As an Amil, I think the idea that there is some special 'last days' period of suffering somehow worse than all others is preposterous. The theologians I read are convinced the 'last days' began in Acts 2 and that the Apostle John shared in the 'tribulations' of the last days as he was stuck in his cell. Therefore, YES, the 'works of man' will change and influence and effect the tribulations we suffer: because many of the tribulations are man-made! The beast itself is picture language for any time governments appear like the Roman government did: steeped in worldly philosophy and at war with God's people. In this sense, North Korea and various Muslim states are already 'beasts'. People enact the tribulations of God.
As to the rest of Revelation describing nature in chaos, yes, that's under God's control. His Judgements. We saw them in the 2004 Tsunami, the Japanese Tsunami, volcanoes and earthquakes etc. It *largely* as it always was: this world is not perfect, but marred by sin. In a sinless world, maybe earthquakes would have been *fun*? But now, they are deadly.
But here's the question you have to answer: does the fact that human society and nature are
already in chaos (wars and rumours of wars & earthquakes etc) then give you the right to make that situation
worse? Does the potential for earthquakes and volcanoes mean you can just poison your neighbour's yard with some old chemicals you have left over from your day job? No? Why not? What about tipping it in the river, where statistically it may or may not harm people downstream? Statistically? Is morality statistical? Can we build public policy on it, or vote with statistics in our conscience? Should they have outlawed lead in our petroleum, yes or no? Why?

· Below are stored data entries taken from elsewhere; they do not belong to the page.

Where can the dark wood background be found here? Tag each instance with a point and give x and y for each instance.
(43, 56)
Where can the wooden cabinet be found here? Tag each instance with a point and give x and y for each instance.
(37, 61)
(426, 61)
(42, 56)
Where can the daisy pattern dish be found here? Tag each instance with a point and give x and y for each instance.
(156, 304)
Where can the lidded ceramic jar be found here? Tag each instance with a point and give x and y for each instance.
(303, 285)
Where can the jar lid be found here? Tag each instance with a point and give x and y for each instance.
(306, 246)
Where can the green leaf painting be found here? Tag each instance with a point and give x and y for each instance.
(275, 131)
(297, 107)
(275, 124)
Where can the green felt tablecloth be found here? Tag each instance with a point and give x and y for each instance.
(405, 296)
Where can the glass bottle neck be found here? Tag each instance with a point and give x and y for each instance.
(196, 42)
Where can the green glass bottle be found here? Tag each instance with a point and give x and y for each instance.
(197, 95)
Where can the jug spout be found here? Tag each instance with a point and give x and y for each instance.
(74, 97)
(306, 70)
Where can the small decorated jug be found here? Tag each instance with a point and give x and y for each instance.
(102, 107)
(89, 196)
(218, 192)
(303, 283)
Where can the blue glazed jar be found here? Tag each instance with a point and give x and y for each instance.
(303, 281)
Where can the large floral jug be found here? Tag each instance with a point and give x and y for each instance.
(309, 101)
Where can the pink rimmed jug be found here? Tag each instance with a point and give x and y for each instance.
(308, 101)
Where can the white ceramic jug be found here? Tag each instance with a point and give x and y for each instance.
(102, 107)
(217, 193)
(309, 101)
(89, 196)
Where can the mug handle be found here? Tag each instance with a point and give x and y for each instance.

I don't think the fact that we are living in the 'tribulation' (and have been for 2000 years) means we are exempt from moral thinking about our politics. In fact, BECAUSE this is a Christian forum I think we have an EXTRA reason to consider our careful use of the environment, and how to appreciate the robust ecosystems God left to us that we have somehow over logged, over fished, over farmed, over dammed, over infested, over used and over-heated. How to preserve the biodiversity and species God made is part of our Christian duty: how to preserve environmental ecosystem services is also part of our Christian compassion to our fellow human being. We tend to get hungry and starve and die when the crops fail! Even Calvin understood this and explained the duty of Christian farmers to leave their fields in a better state than they received them!

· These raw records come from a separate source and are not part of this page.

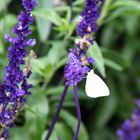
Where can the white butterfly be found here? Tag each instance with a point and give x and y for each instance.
(95, 86)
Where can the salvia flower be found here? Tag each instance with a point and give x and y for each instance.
(78, 63)
(14, 87)
(130, 129)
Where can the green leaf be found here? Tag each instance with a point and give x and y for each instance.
(104, 111)
(48, 14)
(41, 22)
(95, 52)
(71, 121)
(4, 4)
(114, 60)
(112, 64)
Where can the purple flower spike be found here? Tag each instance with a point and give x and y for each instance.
(14, 86)
(90, 15)
(78, 63)
(130, 129)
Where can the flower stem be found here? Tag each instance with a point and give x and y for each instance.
(78, 113)
(71, 9)
(57, 112)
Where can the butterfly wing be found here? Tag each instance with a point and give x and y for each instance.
(95, 86)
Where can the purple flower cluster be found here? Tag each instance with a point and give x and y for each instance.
(130, 129)
(77, 66)
(90, 15)
(14, 86)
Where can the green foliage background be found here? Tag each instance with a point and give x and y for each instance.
(117, 55)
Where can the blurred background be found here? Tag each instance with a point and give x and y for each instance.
(117, 54)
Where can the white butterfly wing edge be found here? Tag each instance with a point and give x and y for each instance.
(95, 86)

Global warming is, as close as anything is in science, a fact. We can measure what happens with CO2's heat trapping properties: repeatedly, demonstrably, again and again. We know what it does. We know what more of it does. That part of it is not too hard. Tracing where the trapped heat goes in this complex globe: that's hard! But we're seeing where it shows up.
But the bottom line? We're running out of cheap oil. We're going to run out of gas and coal one day (unless the Lord returns tonight, or sometime soon). Coal pollution kills a million people a year. Why do you love coal so much that you see it as an attack on Christianity itself to discuss alternatives?